秋離看了看左肋上那道業已凝固的血口子,咧咧唇道:“說它不礙事有點充殼子了,當然也不太好受,但是,對我不會有多大的影響就是了……”將傷口附近的破裂衣衫扯整了一下,秋離又道:“這下子劍傷,比起那諸葛恭所賜我的劇毒來,可以說是小巫見大巫,差遠啦,只要毒性解了,大哥,這道劍傷似乎就不算傷嘍!”
說著,秋離雙臂用力一撐,人已站起,他站起之後,身子不禁稍微搖晃了一下,腦袋也有點暈沉,他閉閉眼,使手搓搓雙額,迅速將體內的一股真氣調勻,半晌,他睜眼笑道:“成了。”
何大器與馬標二人皆關切地注視著秋離,這時,馬標卻有些遲疑地道:“兄弟,看樣子……你仍不大強……”秋離伸動著雙臂,滿不在乎地道“強當然不大強,沒有平常那般利落了,但走走路路鬆動鬆動筋骨還是可以,而且除此之外也並無他法,是麼?”馬標苦笑道:“可就苦了你……”笑笑,秋離不再多說,他穩著腳步走過去,小心翼翼地把髯虎何大器攙扶起來。何大器十分過意不去地道:“唉,老弟,真是替你增添了不少累贅礙……”一面扶著何大器蹭蹭挨挨地往山下走,秋離邊低聲道:“我甘願,前輩。”
於是,馬標也彎下身來,將錢篤和半掩半扶地攙起,錢篤和雖然說兩腳沾地,卻已有大半個身子依在馬標懷中,象是他在走路,其實等於把全身重量都負在馬標身上。

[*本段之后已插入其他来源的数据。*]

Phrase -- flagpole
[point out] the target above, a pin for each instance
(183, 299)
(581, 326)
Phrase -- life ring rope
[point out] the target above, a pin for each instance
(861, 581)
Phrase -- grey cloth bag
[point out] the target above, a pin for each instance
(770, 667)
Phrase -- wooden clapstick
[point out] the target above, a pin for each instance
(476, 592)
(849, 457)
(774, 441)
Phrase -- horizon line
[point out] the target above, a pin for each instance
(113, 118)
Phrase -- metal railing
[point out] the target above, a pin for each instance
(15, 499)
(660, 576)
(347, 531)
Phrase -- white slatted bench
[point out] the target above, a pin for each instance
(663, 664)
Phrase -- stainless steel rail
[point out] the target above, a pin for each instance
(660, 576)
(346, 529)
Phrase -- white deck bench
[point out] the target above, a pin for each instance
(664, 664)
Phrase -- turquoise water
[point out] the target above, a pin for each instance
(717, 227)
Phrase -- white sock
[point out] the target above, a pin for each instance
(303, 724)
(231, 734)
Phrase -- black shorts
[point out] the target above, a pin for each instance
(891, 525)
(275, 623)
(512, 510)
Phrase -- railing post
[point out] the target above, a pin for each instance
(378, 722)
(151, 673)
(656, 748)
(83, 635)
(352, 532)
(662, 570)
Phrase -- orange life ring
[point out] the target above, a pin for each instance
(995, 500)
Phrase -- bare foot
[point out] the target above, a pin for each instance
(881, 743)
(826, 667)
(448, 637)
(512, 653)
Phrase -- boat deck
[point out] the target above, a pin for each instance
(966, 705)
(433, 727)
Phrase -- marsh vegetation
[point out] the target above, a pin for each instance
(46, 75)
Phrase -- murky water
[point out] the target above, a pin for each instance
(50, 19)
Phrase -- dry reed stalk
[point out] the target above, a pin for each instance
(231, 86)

從白鼓山下來,這段路程雖說不遠,但對他們四個人來說,卻也夠瞧的了。在平常,四個人若全都健碩無傷,上下白鼓山便不算有如平地吧,亦輕而易舉,如今幾個人俱帶了傷,就是這下山的路,也好象有幹百里遠,,宛如攀登泰山玉皇頂那麼吃力了……折騰了好長一段時間,他們才堪堪來到山腳,而這一陣折騰,除了在半途中休歇了多少遍以外,更摔跌了不少跤。四個人一抵山腳下。全家癱了般喘成一團,彷彿適才跋涉過千山萬水,經歷了重重荒漠荊棘一樣,那種勞累疲倦法,簡直就甭提了。